I rarely catch Jennifer Byrne's First Tuesday Book Club on ABC TV, but caught a few minutes of her blockbuster special with Lee Child’s totally ignorant of why many writers write, spouting nonsense that all writers secretly want to write bestsellers to become millionaires and provide for their families. Mathew Reilly responded more reasonably (though never responded to a few requests to be a guest at BRWF)

100 emails a day last Wed & Thurs - a rare chance to get to the sea last week revealed By-the-wind-sailors - rows of them beside a wrack of Blue-bottles and the nudibranch Glaucus.

Coming up !!!

Marathon Reading of Peter Carey's Oscar & Lucinda - kicking off the BRWF this Sunday 18 March, 7am to 9pm Glennifer Hall in the Promised Land.

A charity event for Life without Barriers that help with care and protection for those with disability, mental health, homelessness, youth justice and immigration issues. Glennifer Hall next to the small church Peter Carey helped save and which inspired the book. Peter Carey is the Festival patron and his response to the idea was 'wow'

if you would like to read and be sponsored email info@bellingenwritersfestival.com.au subject Marathon.

Unknown bird

In slow motion on the ocean at a discrete distance . . .

the impulse of the eye is to force itself on the form

lines, keel, bow, rigging the skeleton of an engine

constructed from accumulated ideas that swallow oil

drilled out of the Carboniferous Period, with batteries

topped up with vitriol. The effort to leave behind

the current and move and manipulate is an imperfection

of kings, dictators, lawmakers, institutions, careless

followers and our day-to-day disregard for language.

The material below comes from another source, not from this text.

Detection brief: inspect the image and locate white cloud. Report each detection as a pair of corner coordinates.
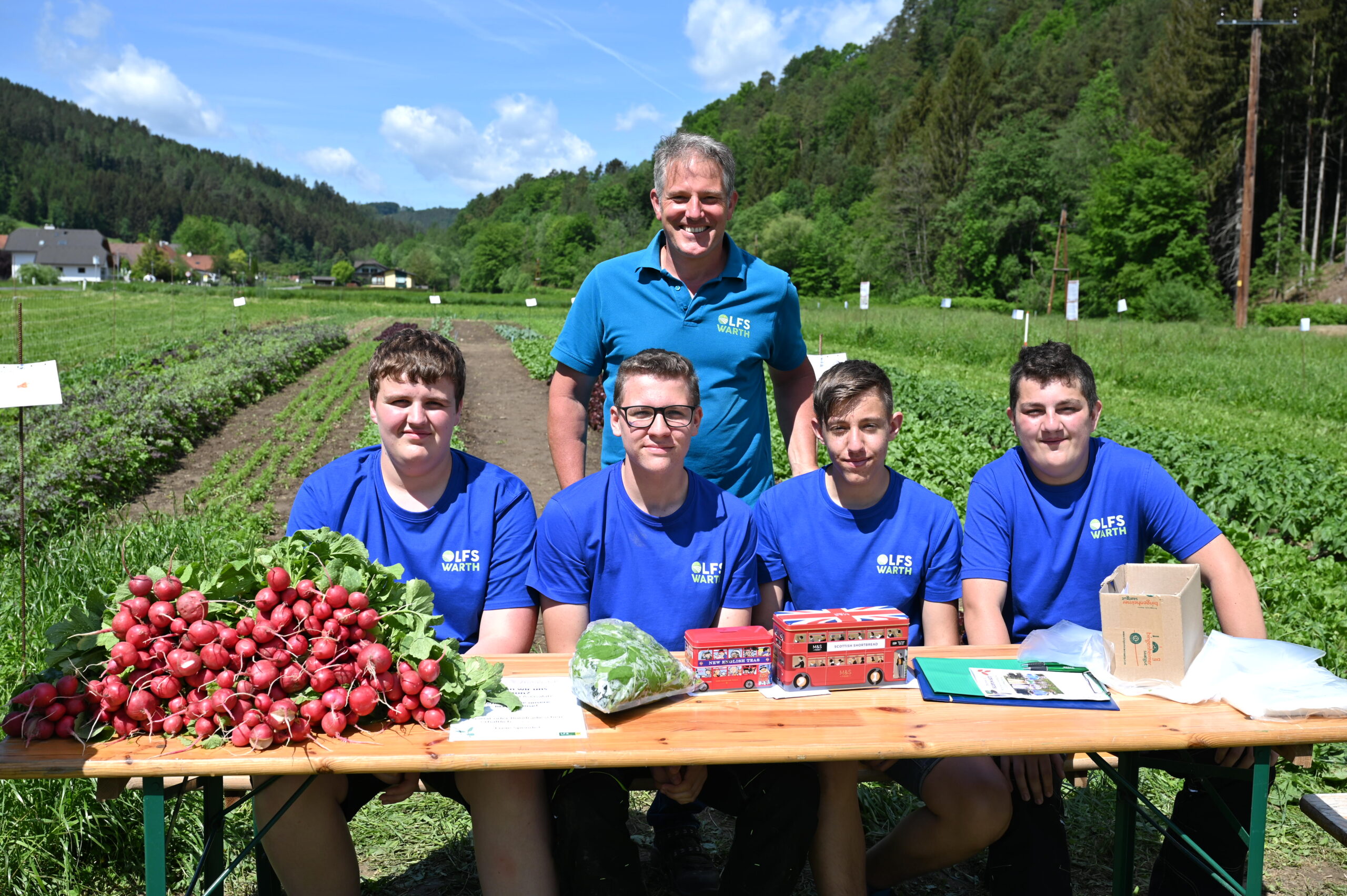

The world opens and closes on this small pale craft.

Reading: March 10, 3pm Coffs Regional Art Gallery, 'The Poetry of Art and the Art of Poetry' - see details. I rose from my sick bed with a high temperature, some microbe from the plateau.

Just back from a reading in Armidale, a quiet place now . . .

The Plateau & Ebor Falls is in full flight.

I read a poem from Field Notes, from 15 years ago

The ground I stand on, buffed hard as nails

and dry enough to burn, is the northern aspect

facing Ebor Falls just wet enough to fall . . .

The drover sits on his saddle inside

a driz-a-bone making an honest living

engrossed in a paperback.

Our car noses in amongst the young beef cattle

meandering the last of the long paddock,

the worst drought in faded memory.

Wollomombi Falls (believed to be the tallest in Australia at one time).

5:44 March 2. I can't get bored of this giant canvas viewed from our deck ~ the picture is continually changing, birds fly across, song irrupts, the sun stares too hard, the sky is tarnished, polished, clouds bulge, eviscerate,vanish, re-appear.

So busy with the festival and the modem dies, a new modem arrives - wrong one. Agggh!!! How did Rome conquer half the world without mobile phones or the net? With less distractions -

"As our attentional skills are squandered, we are plunging into a culture of mistrust, skimming and a dehumanising merger between man and machine.” Maggie Jackson, Distracted: The Erosion of Attention and the Coming Dark Age.